Lumber industry yells timber: The lumber industry finished 2018 as one of the lowest-performing commodities. The tariffs applied to Canadian lumber raised the price on softwood, the wood used to build U.S. homes, and U.S. lumber exports to China have significantly decreased as a result of the trade war. Sawmills are being forced to cut production, and a combination of high costs, natural disasters, and trucking shortages are adding thousands of dollars to the prices of new homes.
Home renovation costs rocket: The cost of tariffs has trickled down to projects like kitchen remodeling, as increased taxes are applied to goods like tile, lighting products, and flooring. U.S. importers have tried to either find an alternative to their Chinese manufacturers or import inventory in advance of the tariff escalation, but have also, in some instances, been forced to raise prices to offset tariff costs. U.S. suppliers of these products are also raising prices as a result of increased demand following the tariffs, which are expected to remain high even if the U.S. and China reach a trade deal.
Government shutdown sows MPF payment doubts: Eligible farmers affected by the tariffs are expecting to receive the second round of Market Program Facilitation payments, as we reported in last week’s Tariff Insider. But payouts are now uncertain following the government shutdown. One of the affected agencies is the USDA’s Farm Service Agency. As a result, farmers have temporarily lost their government communication. The shutdown also means that the data on how many U.S. agricultural products China will be purchasing is not available, producing additional uncertainty in the U.S. market.
Steel tariff exclusion challenges: Steel importers are reporting that the request system for tariff exclusions is inconsistent and confusing. The Commerce Department says it’s revising the exclusion-request process to make decisions more quickly, but notes that the department has been “treating each exclusion request and objection in a fair and equitable way.” Importers, however, state that when their requests are rejected, the reasons why aren’t fully explained to them, filling the steel industry with further “doubt and uncertainty.”

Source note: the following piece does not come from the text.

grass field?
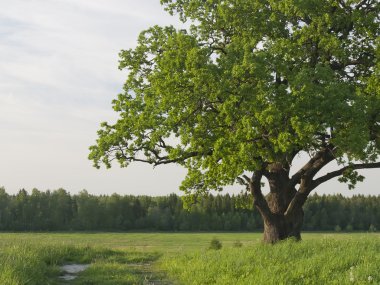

__Impact: Global Economy __
Chinese factory demand continues to slow: The manufacturing purchasing managers index in China dropped to its lowest level since 2016, and is expected to continue slowing down in 2019. The trade war has decreased manufacturing demand, especially since the rush to import goods in advance of the tariff increase has slowed down. The China government may provide a stimulus to boost the economy, although this depends on the outcome of the trade agreement between the U.S. and China.
2018’s trade war losses total billions: The trade war is reported to have cost both the U.S. and China billions of dollars in losses in 2018, with both sides falling into lose-lose situations. For example, after retaliatory tariffs were imposed on U.S. soybean imports, China starting buying soybeans from Brazil, but the surge in demand drove up the Chinese buying price. Meanwhile, the U.S. government has to compensate farmers for the loss of Chinese buyers, adding up to billions in Market Program Facilitation payouts.